K. H. Ara, a founder member of the Progressive Artists’ Group, evolved his trademark style, especially his robust nudes and still-life paintings that are ineffably marked by a life-affirming zeitgeist. A self-taught artist who was born into penury and imprisoned for participating in Gandhi’s salt Satyagraha movement, Ara became an exemplar of a modern artist who pursued and practiced art in spite of the adverse circumstances of his life in Bombay.
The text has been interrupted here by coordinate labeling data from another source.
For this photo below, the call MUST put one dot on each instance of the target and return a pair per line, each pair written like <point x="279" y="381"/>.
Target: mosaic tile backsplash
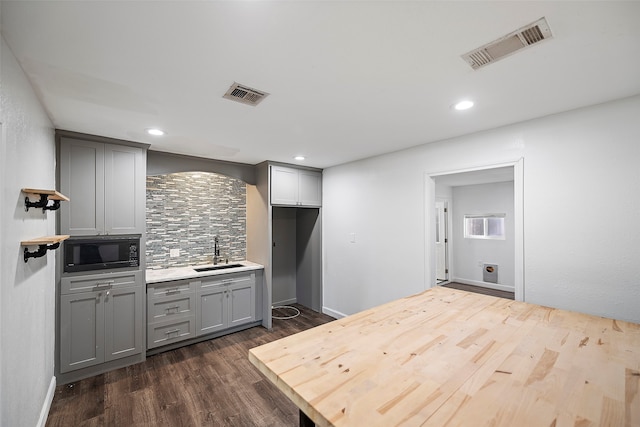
<point x="186" y="210"/>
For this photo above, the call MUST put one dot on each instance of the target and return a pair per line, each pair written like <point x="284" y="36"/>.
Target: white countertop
<point x="180" y="273"/>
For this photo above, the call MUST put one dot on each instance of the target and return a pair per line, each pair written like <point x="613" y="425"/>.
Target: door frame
<point x="446" y="226"/>
<point x="518" y="200"/>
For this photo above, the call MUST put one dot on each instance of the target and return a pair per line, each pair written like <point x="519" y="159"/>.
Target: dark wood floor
<point x="480" y="290"/>
<point x="207" y="384"/>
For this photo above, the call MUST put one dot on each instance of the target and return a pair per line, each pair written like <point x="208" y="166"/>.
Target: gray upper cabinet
<point x="106" y="185"/>
<point x="295" y="187"/>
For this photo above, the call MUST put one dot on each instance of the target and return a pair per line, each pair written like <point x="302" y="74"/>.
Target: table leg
<point x="305" y="421"/>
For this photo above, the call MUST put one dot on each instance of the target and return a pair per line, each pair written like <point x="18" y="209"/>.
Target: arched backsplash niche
<point x="186" y="210"/>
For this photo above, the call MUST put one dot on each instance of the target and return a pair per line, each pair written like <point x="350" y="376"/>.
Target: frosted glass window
<point x="489" y="226"/>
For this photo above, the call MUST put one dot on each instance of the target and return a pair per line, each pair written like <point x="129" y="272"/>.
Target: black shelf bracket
<point x="42" y="251"/>
<point x="42" y="203"/>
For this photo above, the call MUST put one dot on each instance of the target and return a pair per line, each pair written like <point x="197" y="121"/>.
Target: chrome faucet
<point x="216" y="250"/>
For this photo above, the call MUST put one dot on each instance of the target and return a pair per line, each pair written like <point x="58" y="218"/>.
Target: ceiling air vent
<point x="509" y="44"/>
<point x="244" y="94"/>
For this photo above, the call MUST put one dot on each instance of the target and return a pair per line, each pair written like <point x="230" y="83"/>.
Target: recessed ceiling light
<point x="155" y="132"/>
<point x="463" y="105"/>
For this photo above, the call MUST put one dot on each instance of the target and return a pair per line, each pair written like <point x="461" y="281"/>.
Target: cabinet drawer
<point x="97" y="282"/>
<point x="172" y="307"/>
<point x="167" y="289"/>
<point x="160" y="334"/>
<point x="226" y="279"/>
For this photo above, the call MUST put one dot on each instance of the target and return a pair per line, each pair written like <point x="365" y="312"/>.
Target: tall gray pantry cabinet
<point x="100" y="314"/>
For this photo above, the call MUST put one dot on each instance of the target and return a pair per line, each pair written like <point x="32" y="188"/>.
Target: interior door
<point x="442" y="268"/>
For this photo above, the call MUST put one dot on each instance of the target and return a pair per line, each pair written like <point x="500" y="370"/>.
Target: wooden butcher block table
<point x="449" y="357"/>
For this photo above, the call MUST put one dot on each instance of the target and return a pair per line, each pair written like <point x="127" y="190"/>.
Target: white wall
<point x="467" y="253"/>
<point x="581" y="206"/>
<point x="27" y="297"/>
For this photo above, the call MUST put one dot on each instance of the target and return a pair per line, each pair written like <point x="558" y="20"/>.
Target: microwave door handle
<point x="107" y="284"/>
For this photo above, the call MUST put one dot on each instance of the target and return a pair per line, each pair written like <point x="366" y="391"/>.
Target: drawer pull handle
<point x="107" y="284"/>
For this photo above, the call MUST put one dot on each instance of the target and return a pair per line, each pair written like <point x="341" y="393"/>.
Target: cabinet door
<point x="81" y="330"/>
<point x="82" y="180"/>
<point x="211" y="309"/>
<point x="310" y="188"/>
<point x="242" y="305"/>
<point x="284" y="186"/>
<point x="123" y="322"/>
<point x="124" y="189"/>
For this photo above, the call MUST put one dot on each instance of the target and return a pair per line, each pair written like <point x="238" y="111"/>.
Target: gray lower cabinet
<point x="224" y="302"/>
<point x="101" y="324"/>
<point x="184" y="309"/>
<point x="170" y="312"/>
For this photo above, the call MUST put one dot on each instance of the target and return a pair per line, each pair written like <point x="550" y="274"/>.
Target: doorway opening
<point x="442" y="241"/>
<point x="444" y="264"/>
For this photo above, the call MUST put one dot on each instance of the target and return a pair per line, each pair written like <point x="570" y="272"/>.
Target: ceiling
<point x="346" y="79"/>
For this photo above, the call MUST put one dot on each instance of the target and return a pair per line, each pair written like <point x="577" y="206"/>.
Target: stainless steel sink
<point x="217" y="267"/>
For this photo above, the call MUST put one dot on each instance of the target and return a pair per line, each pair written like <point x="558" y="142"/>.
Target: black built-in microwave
<point x="101" y="253"/>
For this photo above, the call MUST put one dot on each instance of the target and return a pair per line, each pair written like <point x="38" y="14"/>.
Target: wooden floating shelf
<point x="47" y="240"/>
<point x="45" y="196"/>
<point x="52" y="194"/>
<point x="44" y="244"/>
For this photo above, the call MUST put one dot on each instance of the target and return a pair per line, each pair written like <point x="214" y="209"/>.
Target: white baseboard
<point x="483" y="284"/>
<point x="285" y="302"/>
<point x="333" y="313"/>
<point x="46" y="405"/>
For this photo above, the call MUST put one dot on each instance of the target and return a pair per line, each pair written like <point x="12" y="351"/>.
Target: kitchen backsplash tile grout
<point x="186" y="210"/>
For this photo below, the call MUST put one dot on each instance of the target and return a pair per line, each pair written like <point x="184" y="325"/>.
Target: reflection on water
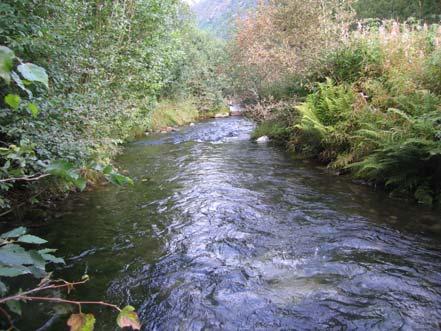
<point x="222" y="233"/>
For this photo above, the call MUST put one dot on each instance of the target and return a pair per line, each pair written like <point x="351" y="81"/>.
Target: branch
<point x="72" y="302"/>
<point x="8" y="317"/>
<point x="24" y="296"/>
<point x="53" y="285"/>
<point x="25" y="178"/>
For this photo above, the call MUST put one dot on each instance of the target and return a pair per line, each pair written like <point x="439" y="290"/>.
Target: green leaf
<point x="37" y="260"/>
<point x="80" y="183"/>
<point x="119" y="179"/>
<point x="14" y="306"/>
<point x="14" y="271"/>
<point x="33" y="108"/>
<point x="107" y="170"/>
<point x="81" y="322"/>
<point x="14" y="255"/>
<point x="127" y="317"/>
<point x="13" y="101"/>
<point x="3" y="288"/>
<point x="16" y="78"/>
<point x="6" y="62"/>
<point x="30" y="239"/>
<point x="52" y="258"/>
<point x="17" y="232"/>
<point x="34" y="73"/>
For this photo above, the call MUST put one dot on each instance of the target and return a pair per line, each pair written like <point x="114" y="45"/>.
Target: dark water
<point x="222" y="233"/>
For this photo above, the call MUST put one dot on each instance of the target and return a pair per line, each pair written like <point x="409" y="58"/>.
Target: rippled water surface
<point x="222" y="233"/>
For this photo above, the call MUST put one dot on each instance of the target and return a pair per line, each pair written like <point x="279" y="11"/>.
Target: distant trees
<point x="429" y="10"/>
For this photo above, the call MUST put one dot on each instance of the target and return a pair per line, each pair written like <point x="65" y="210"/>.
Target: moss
<point x="173" y="113"/>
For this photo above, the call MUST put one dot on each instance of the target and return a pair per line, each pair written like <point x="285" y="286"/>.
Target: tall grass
<point x="375" y="108"/>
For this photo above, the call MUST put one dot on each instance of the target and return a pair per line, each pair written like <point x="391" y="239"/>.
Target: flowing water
<point x="220" y="233"/>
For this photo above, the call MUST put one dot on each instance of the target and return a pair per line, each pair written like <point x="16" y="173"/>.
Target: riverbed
<point x="221" y="233"/>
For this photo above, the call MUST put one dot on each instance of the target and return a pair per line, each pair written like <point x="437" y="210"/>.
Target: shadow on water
<point x="222" y="233"/>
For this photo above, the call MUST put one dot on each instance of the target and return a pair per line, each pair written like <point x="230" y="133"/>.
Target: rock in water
<point x="262" y="140"/>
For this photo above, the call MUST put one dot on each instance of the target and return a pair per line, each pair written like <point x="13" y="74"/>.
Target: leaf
<point x="20" y="83"/>
<point x="52" y="258"/>
<point x="37" y="260"/>
<point x="34" y="73"/>
<point x="47" y="250"/>
<point x="107" y="170"/>
<point x="81" y="322"/>
<point x="17" y="232"/>
<point x="80" y="183"/>
<point x="14" y="255"/>
<point x="14" y="271"/>
<point x="120" y="180"/>
<point x="14" y="306"/>
<point x="60" y="168"/>
<point x="6" y="62"/>
<point x="33" y="108"/>
<point x="13" y="101"/>
<point x="3" y="288"/>
<point x="30" y="239"/>
<point x="127" y="317"/>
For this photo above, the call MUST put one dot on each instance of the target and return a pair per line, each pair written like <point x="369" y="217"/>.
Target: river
<point x="221" y="233"/>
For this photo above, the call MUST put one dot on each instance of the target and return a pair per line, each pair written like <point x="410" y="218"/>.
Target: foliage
<point x="16" y="260"/>
<point x="283" y="39"/>
<point x="95" y="72"/>
<point x="399" y="9"/>
<point x="173" y="113"/>
<point x="374" y="102"/>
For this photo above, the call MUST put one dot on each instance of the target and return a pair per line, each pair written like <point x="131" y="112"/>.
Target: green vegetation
<point x="77" y="79"/>
<point x="16" y="260"/>
<point x="372" y="105"/>
<point x="173" y="113"/>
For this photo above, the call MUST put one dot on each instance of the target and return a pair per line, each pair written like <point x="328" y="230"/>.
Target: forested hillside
<point x="219" y="16"/>
<point x="362" y="96"/>
<point x="79" y="78"/>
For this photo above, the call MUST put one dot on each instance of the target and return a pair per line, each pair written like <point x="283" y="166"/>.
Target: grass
<point x="170" y="113"/>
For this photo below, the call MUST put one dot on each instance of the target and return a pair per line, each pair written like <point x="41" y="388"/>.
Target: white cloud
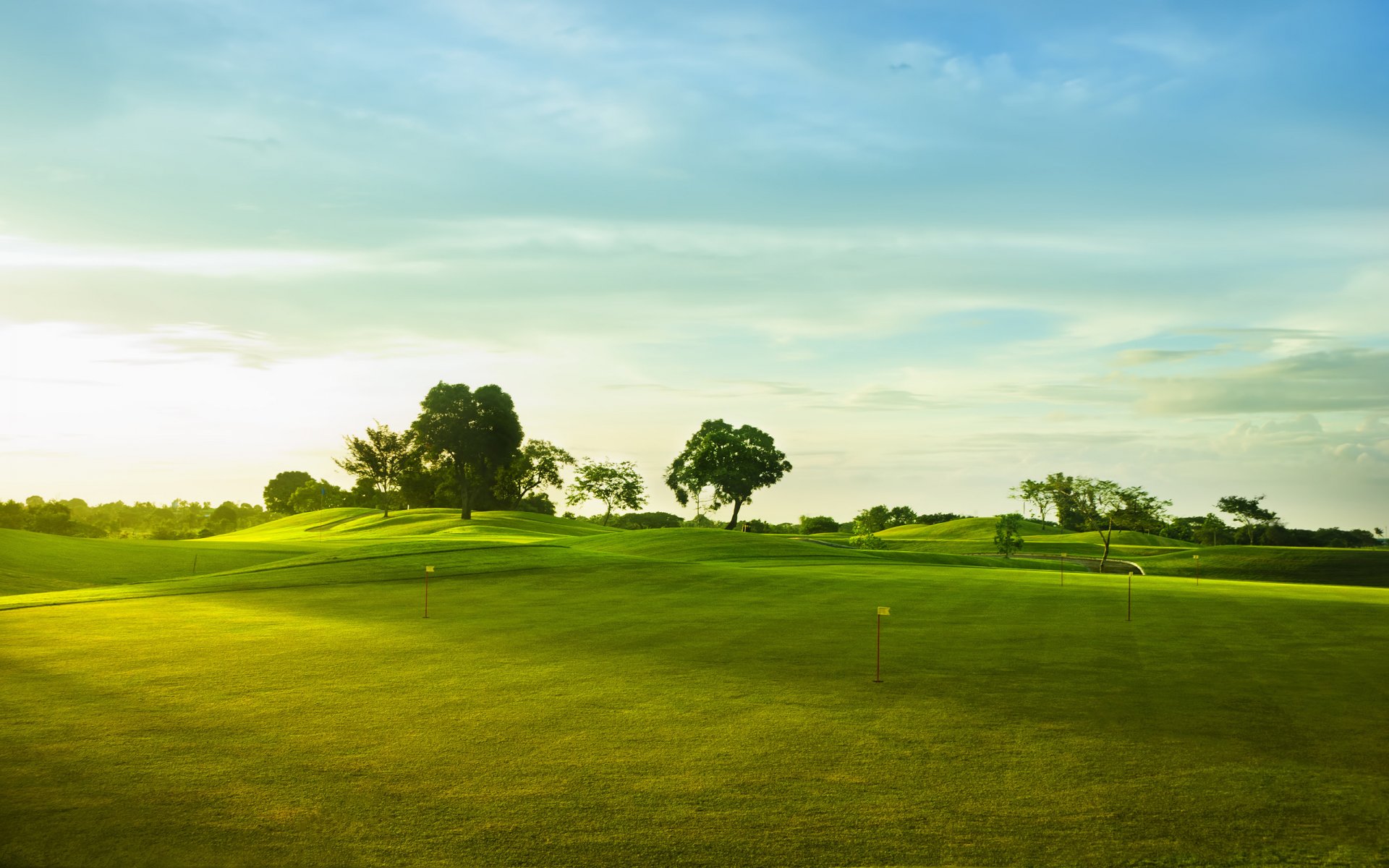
<point x="20" y="253"/>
Ara had his own take on HIS art practice. He neither wished to shock the viewer with raw eroticism as Souza did, nor did he want to revisit folk art in the manner of Husain. At a formal level, Ara transformed an act of straight reportage on everyday life into a potentially sensuous communication. He was a modernist for whom the form and language of art preceded all other social and political motivations. His art was always intuitive, imaginative, spontaneous and improvised and not deliberate or intellectual, intent on finding expression. This evolved a certain eclecticism which was neither imitative nor derivative, but led him in an exploration of style on a kind of rambling journey, more a discovery than search.
Ara won several awards in his lifetime, beginning with the annual prizes of the Bombay Art Society, the Governor’s Prize, and an award from UNESCO, all before Independence. He was founder and secretary of the Artists’ Aid Centre and trustee of the Jehangir Art Gallery, both in Bombay, and was both fellow and general council member of the Lalit Kala Akademi, New Delhi.